With this framework as a starting point, I argued in my most recent New York Times column that redistributive taxation is justified because it closely mimics the pay schemes we observe in every private firm. In those schemes, the most productive workers in any group are paid substantially less than the value of what they contribute to the employer’s bottom line while the least productive are paid substantially more.
Close scrutiny suggests that this pattern reflects the workings of an implicit market for high-ranked positions in every work group. If, as in the United States, people cannot be forced to work for an employer against their wishes, no one can occupy a high-ranked position in any work group unless others agree to occupy low-ranked positions in that same group. The logical implication is that if people prefer high-rank to low-rank, no stable group of mixed productivity can survive in which all workers are paid the value of what they produce. Those who find low-ranked positions aversive could always quit such a group in favor of a new one composed of others like themselves.
But markets make a better outcome possible for everyone. Those who value high rank can transfer some of their pay to less productive colleagues to compensate them for the burdens associated with low rank. Along the resulting pay schedules, the distribution of wages is substantially compressed relative to the corresponding distribution of productivity, just as we observe in practice.
Under these pay schedules, the best option available to someone who doesn’t care about local rank would be to join a group in which he was the least productive worker. For in that position, he would receive a substantial pay premium relative to the value of what he produces.
Rank matters not just within work groups but also in society at large. And irrespective of whether someone cares about rank per se, social rank matters for instrumental reasons. People at the bottom of society’s income distribution, for example, find it much harder to send their children to good schools, since a good school is an inherently relative concept. To send your children to a good school, you must buy a house in a neighborhood surrounding such a school, and those houses are expensive for precisely that reason.
If new societies could form and dissolve as easily as private work groups can, people might be able to sort this kind of distributional externality out on their own. But transaction costs make it impractical to form new societies. Because we’re more or less stuck in the societies we’re born into, social institutions cannot suit every preference exactly. We must choose those that work best on average.

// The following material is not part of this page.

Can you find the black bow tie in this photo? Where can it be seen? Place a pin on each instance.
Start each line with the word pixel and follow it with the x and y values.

What the labor market tells us is that when people are free to form groups of their own choosing, they always agree to an implicit tax that transfers income from the most productive members to the least productive ones. So if libertarians believe the best public institutions are those that mimic the arrangements people would have chosen for themselves if transaction costs had not been an obstacle, they cannot consistently insist that redistributive taxation is morally illegitimate.
That, at any rate, is my challenge to libertarians. David Friedman, son of the late Milton Friedman and a leading libertarian thinker, has taken up my challenge. His attempt to rebut my argument is here, and he has graciously posted my response to his rebuttal here.
He’ll have more to say, I am sure. We may not bridge the communication gap between us, but I hope it will be clear to readers of our exchange that we’re each seriously trying to engage the other’s position in its own terms.